Alliance Party spokesperson Victor Billot says that strange as it may seem, the Alliance Party and the Treasury agreed on this one point.
Mr Billot says it is ridiculous and unfair that a low waged worker had to pay income tax on every dollar they earned, but property investors could walk away with vast profits from speculation that was harming society and the economy.
"The Alliance Party has long argued that a capital gains tax is necessary on all properties except the family home."
He says many people could no longer afford their own houses due to the speculation-driven housing market.
Mr Billot says the Alliance was however opposed to virtually every other suggestion of Treasury when it came to taxation.
He says the rest of the Treasury approach was suited to a Government department that was essentially the "bureaucratic wing of the National Party in drag."
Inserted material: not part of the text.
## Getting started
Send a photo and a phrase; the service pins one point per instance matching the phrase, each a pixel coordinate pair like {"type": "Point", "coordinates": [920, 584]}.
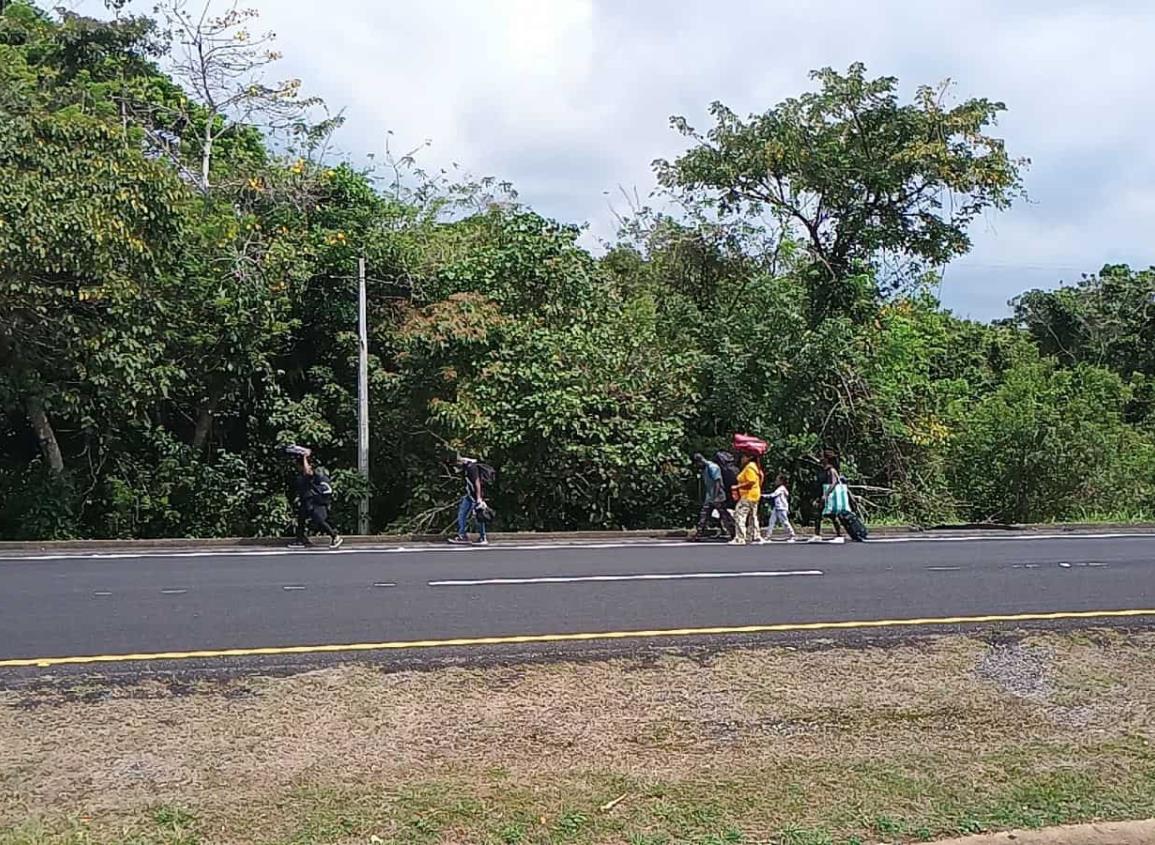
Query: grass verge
{"type": "Point", "coordinates": [827, 746]}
"This is an ideologically driven organization of grey-suited bureaucrats dreaming of a utopia where a tax-free elite rules over the masses who toil around the clock to generate profits for the better type of people."
Mr Billot says Mr Whitehead's comments that reducing marginal tax rates would increase the rewards for effort were the kind of economic thinking that "went out of fashion in the days of Charles Dickens and the poorhouse."
Mr Billot says there appeared to be an assumption that people on lower wages were not making an effort compared to those on higher wages, a view which had no objective basis.
"Any society needs people to do a range of jobs. Is Mr Whitehead saying that only those on high incomes have made an effort?"
Mr Billot says that while the working class have worked harder and longer over the last generation, their share of wealth has been eroded both in wages and conditions, and the "social wage" of collective public services such as health and education.
"If you want to see the kind of world that Treasury officials want to create, just imagine a world that is very comfortable and beneficial to people like Treasury officials."
Mr Billot says the continued whining about high tax rates was a joke.
He says if New Zealanders want a health system, an education system and infrastructure that is available to everyone, then they would have to pay for it, and those who could afford it should contribute more.
"The reality is that countries that have high tax rates that pay for a stable society with strong public services in health, education and housing, such as Scandanavian countries, are far stronger and better for it."
"Do we really want to emulate an American-style free market society where millions are excluded from basic health care?"